Die 48-stündige Karenz von Metformin (GLUCOPHAGE u.a.) vor Allgemeinanästhesie wird immer wieder kontrovers diskutiert.
Das Spektrum reicht von den Leitlinien-orientierten Hardlinern bis hin zu der Feststellung, dass die ganze Karenzdiskussion ein historischer Irrtum aus der
Phenformin-Ära sei... Auch in unserem Haus gibt dieses Thema gelegentlich Anlass zu interkollegialen Diskussionen...
Dr. med. W. OERTEL
D-23769 Stadt Fehmarn
Interessenkonflikt: keiner
Aufgrund seiner mortalitätssenkenden Wirksamkeit in der UKPDS-34-Studie (a-t 1998; Nr. 10: 88-90) haben
die Verordnungen des Biguanids Metformin (GLUCOPHAGE u.a.) in Deutschland beträchtlich zugenommen (1996: 119,3 Mio. definierte Tagesdosierungen
[DDD]; 2002: 271,6 Mio. DDD).1 Zunehmend werden daher Anästhesisten bei Narkoseplanungen mit Metformin-vorbehandelten Patienten
konfrontiert.
Als seltene, jedoch potenziell tödlich verlaufende unerwünschte Wirkung des Metformins gilt die Laktatazidose (Häufigkeit: 0,03 /1.000
Patientenjahre, Letalität 50%).2 Begünstigende Faktoren für eine Laktaterhöhung wie z.B. Niereninsuffizienz gelten daher als
Kontraindikation. Der Hinweis in der Fachinformation,3 dass Metformin "48 Stunden vor chirurgischen Eingriffen unter Vollnarkose abgesetzt
werden" sollte, ist allerdings verwirrend. Entscheidend für das Risiko der Laktatazidose ist nicht die Allgemeinanästhesie, sondern die
Möglichkeit einer intraoperativ auftretenden Gewebshypoxie mit Laktaterhöhung. Diese Gefahr besteht auch bei anderen Anästhesieverfahren. Die
US-amerikanische Fachinformation zu GLUCOPHAGE erscheint uns plausibler: Danach muss Metformin bei elektiven Eingriffen abgesetzt werden, bis die Patienten
wieder Nahrung zu sich nehmen können und die Nierenfunktion normal ist.
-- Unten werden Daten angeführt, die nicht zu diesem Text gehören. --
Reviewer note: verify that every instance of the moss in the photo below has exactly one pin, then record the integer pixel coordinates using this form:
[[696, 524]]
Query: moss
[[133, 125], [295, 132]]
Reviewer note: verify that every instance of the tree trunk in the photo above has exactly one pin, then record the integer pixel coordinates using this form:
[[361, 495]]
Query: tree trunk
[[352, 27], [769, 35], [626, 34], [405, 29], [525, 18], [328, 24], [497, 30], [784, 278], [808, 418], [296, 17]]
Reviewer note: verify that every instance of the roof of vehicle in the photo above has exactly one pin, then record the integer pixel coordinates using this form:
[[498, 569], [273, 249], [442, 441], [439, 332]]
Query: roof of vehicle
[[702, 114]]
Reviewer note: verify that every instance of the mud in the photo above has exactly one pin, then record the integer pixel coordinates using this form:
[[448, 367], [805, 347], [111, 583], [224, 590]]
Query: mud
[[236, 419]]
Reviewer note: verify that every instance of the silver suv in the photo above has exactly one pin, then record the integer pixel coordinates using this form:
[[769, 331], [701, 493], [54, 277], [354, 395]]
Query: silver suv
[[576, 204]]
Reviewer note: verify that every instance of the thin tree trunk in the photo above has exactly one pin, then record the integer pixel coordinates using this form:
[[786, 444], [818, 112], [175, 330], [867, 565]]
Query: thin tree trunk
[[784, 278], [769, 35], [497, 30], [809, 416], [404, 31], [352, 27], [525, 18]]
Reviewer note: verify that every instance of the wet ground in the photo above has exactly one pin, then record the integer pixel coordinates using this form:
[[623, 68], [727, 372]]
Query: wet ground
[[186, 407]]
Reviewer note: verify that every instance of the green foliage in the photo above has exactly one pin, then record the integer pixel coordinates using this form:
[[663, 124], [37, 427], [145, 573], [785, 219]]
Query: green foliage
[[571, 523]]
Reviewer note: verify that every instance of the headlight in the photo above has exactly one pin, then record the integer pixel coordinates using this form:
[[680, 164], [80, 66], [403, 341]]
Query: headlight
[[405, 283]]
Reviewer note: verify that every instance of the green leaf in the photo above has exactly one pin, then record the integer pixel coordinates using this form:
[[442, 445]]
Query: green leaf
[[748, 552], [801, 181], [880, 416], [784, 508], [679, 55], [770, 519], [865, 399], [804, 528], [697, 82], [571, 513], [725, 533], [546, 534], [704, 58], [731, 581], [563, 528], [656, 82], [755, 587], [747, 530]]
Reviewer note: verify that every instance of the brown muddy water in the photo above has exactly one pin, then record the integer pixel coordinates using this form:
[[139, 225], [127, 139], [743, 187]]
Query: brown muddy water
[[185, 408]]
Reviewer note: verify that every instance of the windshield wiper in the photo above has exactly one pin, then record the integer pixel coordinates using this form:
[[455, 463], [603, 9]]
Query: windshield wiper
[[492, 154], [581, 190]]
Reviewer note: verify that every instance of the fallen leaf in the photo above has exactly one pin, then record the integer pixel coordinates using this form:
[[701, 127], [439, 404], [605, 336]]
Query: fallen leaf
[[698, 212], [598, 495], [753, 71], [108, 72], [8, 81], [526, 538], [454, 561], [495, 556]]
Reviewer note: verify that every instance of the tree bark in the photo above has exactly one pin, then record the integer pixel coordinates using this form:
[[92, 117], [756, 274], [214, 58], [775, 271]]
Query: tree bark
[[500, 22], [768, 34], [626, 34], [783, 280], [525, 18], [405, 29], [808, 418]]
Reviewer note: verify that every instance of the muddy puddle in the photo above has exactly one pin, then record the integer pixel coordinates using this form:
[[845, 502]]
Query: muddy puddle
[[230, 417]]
Ausgenommen werden lediglich kleine Eingriffe ohne Unterbrechung der Nahrungs-
und Flüssigkeitszufuhr.4 Auch dem BfArM ist die Widersprüchlichkeit des Warnhinweises mittlerweile aufgefallen: Eine Überarbeitung der
Fachinformation ist offenbar geplant.5
In den letzten Jahren wird der Zusammenhang zwischen Metformin und dem Auftreten einer Laktatazidose zunehmend infrage gestellt.6 Dies wird unter
anderem mit pharmakodynamischen Unterschieden zum Biguanid Phenformin (früher DIPAR u.a.) begründet, das wegen häufiger Laktatazidosen
aus dem Handel gezogen werden musste (a-t 1991; Nr. 3: 32). Zudem korreliert die Höhe der Metformin-Spiegel
nicht mit der Prognose von Patienten mit Laktatazidose. In klinischen Studien mit Metformin mit insgesamt mehr als 12.000
Patienten werden keine Laktatazidosen beschrieben.7 Dies weist aber lediglich darauf hin, dass bei Beachtung der Kontraindikationen und unter
Studienbedingungen das Risiko sehr gering ist.
Gut dokumentierte Einzelberichte stützen jedoch einen ursächlichen Zusammenhang. Vielfach wird die Komplikation durch Missachtung von (unter
Umständen passager auftretenden) Kontraindikationen (oftmals Niereninsuffizienz) begünstigt, aber auch Intoxikationen mit Metformin führen zur
Laktatazidose.8 Die Zahl der in Deutschland gemeldeten Spontanberichte ist mit 20 bzw. 19 in den Jahren 2002 und 20039 gering.
Aufgrund der unzureichenden Meldefrequenz sowie der unspezifischen Symptomatik mit Gefahr der Fehldeutung ist jedoch von einer hohen Dunkelziffer
auszugehen.
Das Biguanid-Antidiabetikum Metformin (GLUCOPHAGE u.a.) sollte unabhängig vom Anästhesieverfahren vor elektiven Eingriffen abgesetzt werden,
wenn eine Gewebshypoxie möglich erscheint.
Die zur Zeit in die Fachinformation aufgenommene Vorschrift ist verwirrend und muss dringend im Sinne der US-amerikanischen Vorschriften präzisiert werden.